I wanted to know whether the Radical Redesign team I co-led at The Australian Centre for Social Innovation was doing good – or at least good enough – to warrant the nearly $1 million project price-tag the team of 9, the new studio, all of it. Yes, we got plenty of positive feedback from end users. Adele, who cares for her father with Alzheimer’s, loved meeting Coralie, whose mum also had Alzheimer’s as part of our prototype called Weavers. “It’s so good chatting to someone who understands.” But is self-reported satisfaction a ‘good’ proxy for behavior change? As Timothy Wilson points out in his book, Redirect, people are pretty lousy at assessing whether things are changing for the better. And even if self-reported satisfaction turned out to be a good proxy for individual impact, was the social impact enough? Were we changing outcomes across a whole population group? Were we changing the way existing services worked? Were we changing the flow of resources?

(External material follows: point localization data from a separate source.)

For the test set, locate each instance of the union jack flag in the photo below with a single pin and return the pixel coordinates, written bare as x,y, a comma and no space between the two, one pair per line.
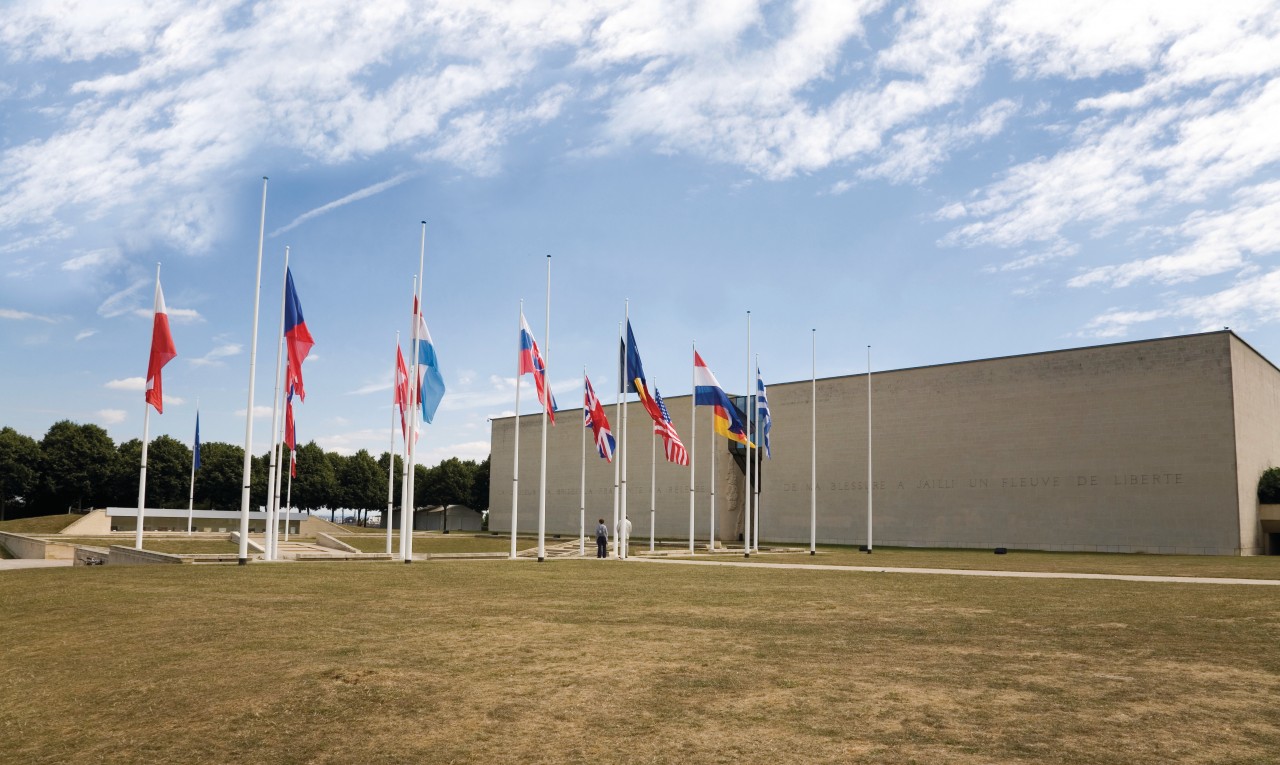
593,417
675,448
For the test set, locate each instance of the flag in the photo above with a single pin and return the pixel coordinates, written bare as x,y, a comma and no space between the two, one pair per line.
708,393
297,337
635,379
531,363
593,417
762,408
402,393
430,383
161,351
675,448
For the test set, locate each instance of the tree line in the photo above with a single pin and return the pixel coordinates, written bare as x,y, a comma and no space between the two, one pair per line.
78,467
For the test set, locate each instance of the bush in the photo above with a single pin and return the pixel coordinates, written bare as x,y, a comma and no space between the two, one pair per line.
1269,486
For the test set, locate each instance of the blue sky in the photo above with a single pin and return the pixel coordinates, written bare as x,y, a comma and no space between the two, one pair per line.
942,181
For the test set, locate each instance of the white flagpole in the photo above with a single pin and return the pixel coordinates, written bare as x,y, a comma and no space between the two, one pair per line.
617,449
391,454
515,471
142,475
746,500
273,476
653,479
868,449
693,447
621,532
547,390
581,490
813,445
248,411
755,459
191,495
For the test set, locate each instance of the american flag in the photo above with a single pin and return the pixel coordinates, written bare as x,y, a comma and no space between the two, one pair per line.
593,417
670,438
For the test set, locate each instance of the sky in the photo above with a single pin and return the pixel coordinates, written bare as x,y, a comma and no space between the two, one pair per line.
941,181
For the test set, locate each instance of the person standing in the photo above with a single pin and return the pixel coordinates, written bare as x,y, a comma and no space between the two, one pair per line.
602,539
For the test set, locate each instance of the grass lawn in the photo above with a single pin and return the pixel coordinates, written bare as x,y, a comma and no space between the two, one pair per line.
604,662
451,543
40,525
1255,567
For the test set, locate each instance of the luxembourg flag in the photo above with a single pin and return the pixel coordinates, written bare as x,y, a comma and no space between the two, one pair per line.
708,393
163,351
432,381
297,337
593,417
531,363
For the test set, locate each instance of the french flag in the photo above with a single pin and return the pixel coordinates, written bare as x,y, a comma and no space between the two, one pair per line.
531,363
297,337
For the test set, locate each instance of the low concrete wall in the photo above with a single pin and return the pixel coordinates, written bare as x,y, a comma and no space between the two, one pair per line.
325,540
35,548
122,555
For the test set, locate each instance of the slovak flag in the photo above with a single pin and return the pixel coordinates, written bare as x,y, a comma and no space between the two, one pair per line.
297,337
531,363
163,351
593,417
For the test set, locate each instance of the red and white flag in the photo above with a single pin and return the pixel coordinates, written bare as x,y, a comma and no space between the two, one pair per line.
161,352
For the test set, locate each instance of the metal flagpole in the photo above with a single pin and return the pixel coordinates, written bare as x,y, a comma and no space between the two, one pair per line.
515,471
581,489
868,449
547,404
191,495
653,479
621,531
693,447
813,445
248,410
391,453
273,476
746,499
617,450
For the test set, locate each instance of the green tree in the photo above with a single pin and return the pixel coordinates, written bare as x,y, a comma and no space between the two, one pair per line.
76,466
19,470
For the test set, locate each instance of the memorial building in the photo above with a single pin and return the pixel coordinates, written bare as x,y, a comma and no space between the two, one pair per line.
1143,447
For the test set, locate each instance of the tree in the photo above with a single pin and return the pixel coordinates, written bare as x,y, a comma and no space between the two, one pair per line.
76,466
19,470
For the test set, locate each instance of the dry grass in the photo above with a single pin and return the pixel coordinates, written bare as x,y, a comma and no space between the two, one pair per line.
585,660
1257,567
40,523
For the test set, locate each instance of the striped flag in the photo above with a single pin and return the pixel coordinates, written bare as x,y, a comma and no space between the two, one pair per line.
593,417
675,448
762,408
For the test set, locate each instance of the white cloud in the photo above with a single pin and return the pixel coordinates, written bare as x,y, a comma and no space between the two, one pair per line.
135,384
112,416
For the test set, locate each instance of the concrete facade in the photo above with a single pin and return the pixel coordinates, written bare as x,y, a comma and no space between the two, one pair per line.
1151,447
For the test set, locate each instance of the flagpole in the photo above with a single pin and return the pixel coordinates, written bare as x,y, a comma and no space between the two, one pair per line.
693,448
617,450
813,444
547,404
191,495
146,425
581,490
746,500
248,411
621,532
868,449
653,479
515,471
755,461
391,453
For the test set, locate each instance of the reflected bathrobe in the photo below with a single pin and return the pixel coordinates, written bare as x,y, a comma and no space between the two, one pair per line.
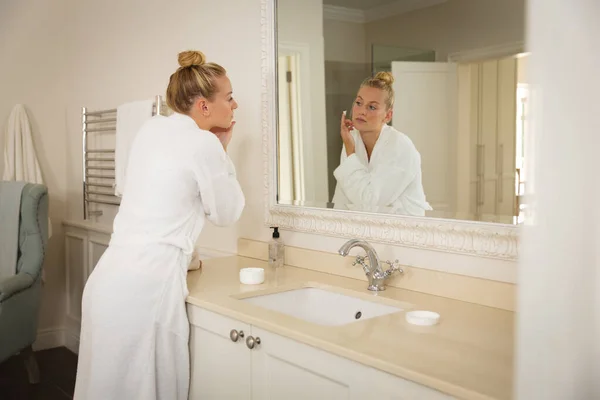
389,182
134,327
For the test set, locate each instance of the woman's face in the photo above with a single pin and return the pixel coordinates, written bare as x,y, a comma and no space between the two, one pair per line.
222,105
369,111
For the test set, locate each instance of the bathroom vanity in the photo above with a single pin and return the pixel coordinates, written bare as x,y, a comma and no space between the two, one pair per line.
308,335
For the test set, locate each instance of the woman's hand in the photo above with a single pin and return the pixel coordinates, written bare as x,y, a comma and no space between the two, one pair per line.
345,128
224,134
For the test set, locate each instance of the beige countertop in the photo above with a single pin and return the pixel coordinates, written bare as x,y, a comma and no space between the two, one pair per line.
469,354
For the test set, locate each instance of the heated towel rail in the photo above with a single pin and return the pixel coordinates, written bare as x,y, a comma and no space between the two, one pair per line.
98,163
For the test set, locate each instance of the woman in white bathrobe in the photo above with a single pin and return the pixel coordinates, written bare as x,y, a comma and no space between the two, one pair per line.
380,168
134,328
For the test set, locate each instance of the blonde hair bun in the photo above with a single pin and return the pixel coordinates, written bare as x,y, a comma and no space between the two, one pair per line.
191,58
385,77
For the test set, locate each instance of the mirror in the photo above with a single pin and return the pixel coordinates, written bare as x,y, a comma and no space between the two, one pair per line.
435,94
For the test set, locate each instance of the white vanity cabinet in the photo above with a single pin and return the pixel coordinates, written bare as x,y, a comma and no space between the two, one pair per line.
279,368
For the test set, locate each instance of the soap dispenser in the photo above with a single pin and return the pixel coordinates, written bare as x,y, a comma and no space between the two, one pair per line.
276,250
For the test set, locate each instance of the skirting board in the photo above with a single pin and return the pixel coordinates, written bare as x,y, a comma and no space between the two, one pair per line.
49,338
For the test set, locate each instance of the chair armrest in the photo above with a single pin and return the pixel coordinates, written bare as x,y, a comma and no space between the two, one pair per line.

What standards do we use to judge whether our work is good, or good enough? How do we measure good? How do we iterate when it’s not good enough?
Since starting InWithFor (a mobile social problem-solving lab) we’ve talked about ‘good work’ as solutions that: (1) enable people to thrive, (2) are bottom-up, (3) leverage peer-to-peer learning, and (4) are spreadable. But we’ve never addressed some of the conflicts between ends and means. That became particularly true over the last 15 months, as we took on our biggest project to date: improving outcomes for people in caring situations.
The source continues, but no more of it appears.